Além da redução do número de projetos aprovados no âmbito da Lei Rouanet, a OAB também argumenta que há uma limitação "qualitativa", "com o intuito de privilegiar aqueles setores culturais que [o governo] considera mais 'nobres' ou 'dignos' de recebimento de fomento em razão de alinhamento político ideológico".
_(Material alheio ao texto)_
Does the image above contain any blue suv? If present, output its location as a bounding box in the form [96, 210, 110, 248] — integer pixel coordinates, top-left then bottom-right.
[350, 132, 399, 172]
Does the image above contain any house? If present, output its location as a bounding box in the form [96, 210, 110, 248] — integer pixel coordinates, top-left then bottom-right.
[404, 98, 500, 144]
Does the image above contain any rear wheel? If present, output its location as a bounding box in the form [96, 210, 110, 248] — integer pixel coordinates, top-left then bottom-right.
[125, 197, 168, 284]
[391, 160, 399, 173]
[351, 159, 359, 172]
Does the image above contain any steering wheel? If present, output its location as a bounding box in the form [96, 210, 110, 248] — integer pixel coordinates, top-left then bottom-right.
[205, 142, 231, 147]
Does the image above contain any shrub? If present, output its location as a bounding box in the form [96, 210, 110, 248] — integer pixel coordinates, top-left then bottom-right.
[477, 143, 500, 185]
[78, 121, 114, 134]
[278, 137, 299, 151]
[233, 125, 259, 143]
A ação também acusa "utilização" da pandemia da covid-19 como forma de limitar o setor cultural. Nessa linha, o documento registra duas medidas do governo federal: a suspensão da análise dos projetos nas localidades com restrição de circulação, considerando que, mesmo em quarentena, o projeto, uma vez aprovado, poderia ir sendo tocado até que as apresentações para o público sejam novamente liberadas; e a vedação à prorrogação dos prazos para captação de recursos sob a alegação de "que a pandemia não é considerada ocorrência de força maior".
Por fim, a OAB aponta um "ato omissivo" da União, o de ausência de publicação do edital de convocação para o biênio de 2021-2022 da CNIC (Comissão Nacional de Incentivo à Cultura). O grupo é a terceira "instância" de aprovação dos Projetos Culturais pela Lei Rounaet.
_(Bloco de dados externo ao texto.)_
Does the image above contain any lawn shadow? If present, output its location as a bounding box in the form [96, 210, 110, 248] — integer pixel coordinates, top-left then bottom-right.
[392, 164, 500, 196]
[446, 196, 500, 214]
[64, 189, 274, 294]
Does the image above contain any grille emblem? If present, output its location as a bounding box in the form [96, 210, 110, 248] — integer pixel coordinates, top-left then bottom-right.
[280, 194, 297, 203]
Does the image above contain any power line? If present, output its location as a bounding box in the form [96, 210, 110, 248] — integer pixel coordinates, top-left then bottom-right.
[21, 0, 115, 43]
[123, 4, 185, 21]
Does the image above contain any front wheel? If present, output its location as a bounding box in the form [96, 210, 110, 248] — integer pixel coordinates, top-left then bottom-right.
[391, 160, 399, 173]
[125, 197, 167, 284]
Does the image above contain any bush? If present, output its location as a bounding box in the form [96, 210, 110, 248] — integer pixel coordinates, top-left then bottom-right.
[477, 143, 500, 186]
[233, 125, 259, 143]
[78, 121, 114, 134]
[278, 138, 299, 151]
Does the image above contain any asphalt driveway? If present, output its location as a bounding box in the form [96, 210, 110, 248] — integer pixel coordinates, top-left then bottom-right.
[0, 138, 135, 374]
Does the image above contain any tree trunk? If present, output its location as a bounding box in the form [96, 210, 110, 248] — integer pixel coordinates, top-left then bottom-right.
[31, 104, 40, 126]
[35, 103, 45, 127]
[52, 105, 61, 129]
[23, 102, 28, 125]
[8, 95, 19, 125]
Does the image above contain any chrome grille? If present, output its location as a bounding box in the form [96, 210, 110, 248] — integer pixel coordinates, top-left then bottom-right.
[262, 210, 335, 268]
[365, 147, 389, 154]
Os advogados também ressaltam que, em abril, o governo federal baixou uma portaria autorizando que o Secretário de Fomento e Incentivo à Cultura "poderá sozinho praticar os atos que seriam de gestão exclusiva da CNIC".
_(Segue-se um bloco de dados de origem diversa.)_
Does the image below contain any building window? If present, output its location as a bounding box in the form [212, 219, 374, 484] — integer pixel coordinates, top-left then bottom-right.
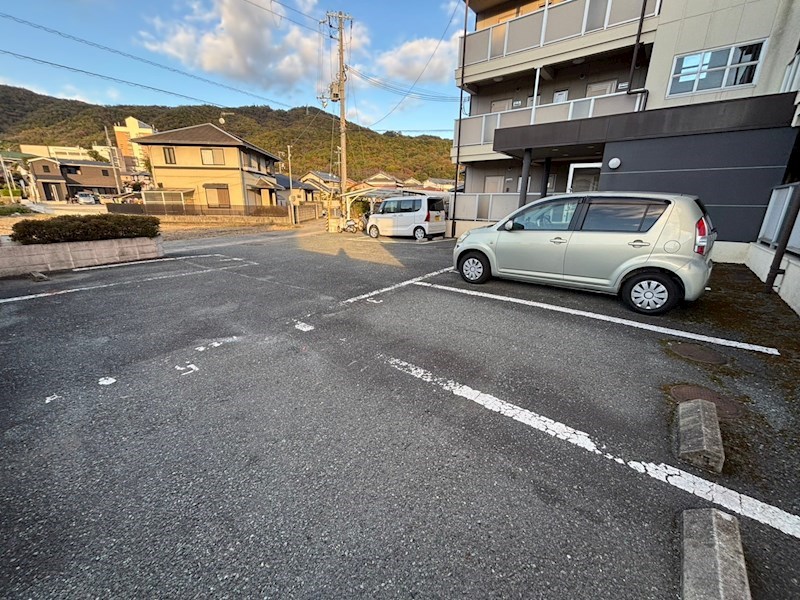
[668, 41, 764, 96]
[204, 183, 231, 208]
[200, 148, 225, 165]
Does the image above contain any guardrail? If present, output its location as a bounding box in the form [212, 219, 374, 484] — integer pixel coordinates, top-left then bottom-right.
[758, 183, 800, 255]
[459, 0, 661, 66]
[453, 92, 642, 146]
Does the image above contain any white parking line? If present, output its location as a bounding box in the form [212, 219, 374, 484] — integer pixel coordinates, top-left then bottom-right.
[0, 263, 250, 304]
[72, 254, 225, 272]
[341, 267, 453, 304]
[413, 281, 781, 356]
[381, 356, 800, 538]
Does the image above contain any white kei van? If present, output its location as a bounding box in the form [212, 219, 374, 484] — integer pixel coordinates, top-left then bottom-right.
[367, 196, 445, 240]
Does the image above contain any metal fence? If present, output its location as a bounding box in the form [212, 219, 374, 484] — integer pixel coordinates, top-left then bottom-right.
[758, 183, 800, 255]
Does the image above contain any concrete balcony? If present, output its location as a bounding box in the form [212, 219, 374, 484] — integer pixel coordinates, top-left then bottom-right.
[456, 0, 662, 87]
[451, 92, 642, 162]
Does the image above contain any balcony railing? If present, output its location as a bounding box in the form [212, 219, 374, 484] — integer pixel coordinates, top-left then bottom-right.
[450, 194, 540, 221]
[459, 0, 661, 65]
[453, 92, 641, 147]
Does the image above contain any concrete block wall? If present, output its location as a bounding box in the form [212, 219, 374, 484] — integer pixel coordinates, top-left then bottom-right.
[0, 236, 164, 277]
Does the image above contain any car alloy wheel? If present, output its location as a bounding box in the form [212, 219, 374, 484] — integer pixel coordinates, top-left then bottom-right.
[622, 272, 680, 315]
[458, 252, 491, 283]
[631, 280, 669, 311]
Os pedidos da OAB para a Justiça Federal do DF são:
- Que o governo seja obrigado a finalizar a análise de 1566 propostas e 848 projetos, que estão "indevidamente represados", em até 30 dias;
- Que o governo seja proibido de limitar o número de propostas analisadas e de projetos culturais aprovados por período e atenda, no mínimo, às médias de quantitativos de análise e aprovação dos últimos cinco anos;
- Que o governo seja impedido de priorizar a tramitação de processos em função do segmento cultural vinculado, devendo ser dada a mesma prioridade de análise e aprovação a todas as propostas e projetos;
- Que o governo seja proibido de limitar a análise e aprovação de propostas e projetos em relação às localidades com restrição de circulação;
- Que o governo seja obrigado a autorizar as prorrogações de prazo de captação em razão da pandemia da covid-19 como motivo de força maior;
- Que o governo seja obrigado a publicar imediatamente o edital para convocação para o biênio de 2021 - 2022 da Comissão Nacional de Incentivo à Cultura;
- Que o governo seja obrigado a aprovar todos os projetos que atendam os requisitos e as formalidades legais, nos termos da Lei;
- Que o governo seja obrigado a adotar medidas necessárias para o aumento da eficiência e da produtividade dos órgãos públicos federais ligados à cultura, em especial da Secretaria Especial de Cultura e das Entidades Vinculadas.
Até a publicação desta matéria, a reportagem entrou em contato, por e-mail, com a secretaria de Cultura, mas ainda não havia recebido uma resposta. O espaço está aberto para manifestações.